Improved Deep Learning Structure with Lightweight Depthwise Convolutions for Human Activity Recognition

Human activity recognition (HAR) entails analyzing and interpreting data to infer human activity accurately. Convolution neural network deep learning techniques detect and classify human activity. However, convolutional layers in deep learning models typically have many parameters and floating-point operations per second, posing a challenge for real-time inference on Internet of Things (IoT) devices suitable for HAR due to their continuous data collection. This study addresses this problem by introducing a lightweight, depthwise residual network squeeze-and-excitation (ResNet-SE) model for HAR. The proposed model independently considers the spatial and channel data characteristics by employing depthwise convolutions, enabling efficient calculations.

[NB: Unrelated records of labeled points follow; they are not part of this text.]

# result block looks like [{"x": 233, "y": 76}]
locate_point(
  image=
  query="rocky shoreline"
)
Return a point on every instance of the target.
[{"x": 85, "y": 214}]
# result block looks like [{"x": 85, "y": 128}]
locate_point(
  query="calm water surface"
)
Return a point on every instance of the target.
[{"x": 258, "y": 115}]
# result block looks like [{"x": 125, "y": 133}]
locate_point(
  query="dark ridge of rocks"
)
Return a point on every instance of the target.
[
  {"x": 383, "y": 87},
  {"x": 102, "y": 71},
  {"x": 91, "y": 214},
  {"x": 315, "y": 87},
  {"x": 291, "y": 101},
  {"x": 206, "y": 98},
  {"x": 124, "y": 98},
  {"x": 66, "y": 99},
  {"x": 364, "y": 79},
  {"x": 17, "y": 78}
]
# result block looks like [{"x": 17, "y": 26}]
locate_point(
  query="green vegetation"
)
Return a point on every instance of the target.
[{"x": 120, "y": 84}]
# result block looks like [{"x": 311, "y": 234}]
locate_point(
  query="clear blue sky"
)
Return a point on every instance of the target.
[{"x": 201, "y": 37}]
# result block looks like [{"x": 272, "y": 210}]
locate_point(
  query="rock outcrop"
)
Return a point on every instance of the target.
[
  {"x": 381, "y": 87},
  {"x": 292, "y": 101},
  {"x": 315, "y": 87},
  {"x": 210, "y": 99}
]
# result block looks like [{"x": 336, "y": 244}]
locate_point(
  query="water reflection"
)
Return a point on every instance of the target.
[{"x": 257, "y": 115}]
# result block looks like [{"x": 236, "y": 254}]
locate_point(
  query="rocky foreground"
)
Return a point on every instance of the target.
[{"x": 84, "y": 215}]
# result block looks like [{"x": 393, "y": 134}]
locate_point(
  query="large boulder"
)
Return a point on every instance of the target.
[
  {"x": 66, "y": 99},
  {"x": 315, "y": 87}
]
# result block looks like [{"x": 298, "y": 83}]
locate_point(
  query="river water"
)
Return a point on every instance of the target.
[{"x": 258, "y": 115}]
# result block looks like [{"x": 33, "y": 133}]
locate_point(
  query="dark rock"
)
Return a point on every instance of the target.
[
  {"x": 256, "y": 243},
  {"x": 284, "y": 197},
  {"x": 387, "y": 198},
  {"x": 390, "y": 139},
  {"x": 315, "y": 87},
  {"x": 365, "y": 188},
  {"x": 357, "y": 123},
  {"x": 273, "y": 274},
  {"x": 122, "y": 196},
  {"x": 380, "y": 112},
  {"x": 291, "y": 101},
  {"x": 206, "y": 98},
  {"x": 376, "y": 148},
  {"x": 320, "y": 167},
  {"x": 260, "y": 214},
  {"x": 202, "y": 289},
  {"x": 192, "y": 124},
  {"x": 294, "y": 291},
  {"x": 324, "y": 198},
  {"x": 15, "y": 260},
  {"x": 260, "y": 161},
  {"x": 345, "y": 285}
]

Extensive performance evaluation experiments were conducted on three public datasets for HAR (i.e., WISDM, UCIHAR, and PAMAP2). The best results surpassed those of state-of-the-art models in HAR, revealing accuracy values of 0.945 with 61,298 parameters and a 3.54-second inference time on the WISDM dataset, 0.997 with 60,134 parameters and a 0.47-second inference time on the UCI-HAR dataset, and 0.974 with 61,004 parameters and a 0.347-second inference time on the PAMAP2 dataset. The proposed model trained on the PAMAP2 dataset was deployed in an IoT device environment, and tests were conducted using experimental data. The results demonstrate that the proposed model exhibits fast inference times and lower energy consumption, and CPU use even in IoT devices. It achieves higher accuracy with actual data, highlighting its suitability for IoT environments. The results demonstrate that the proposed lightweight and highly practical model displays superior activity detection capabilities compared to existing models.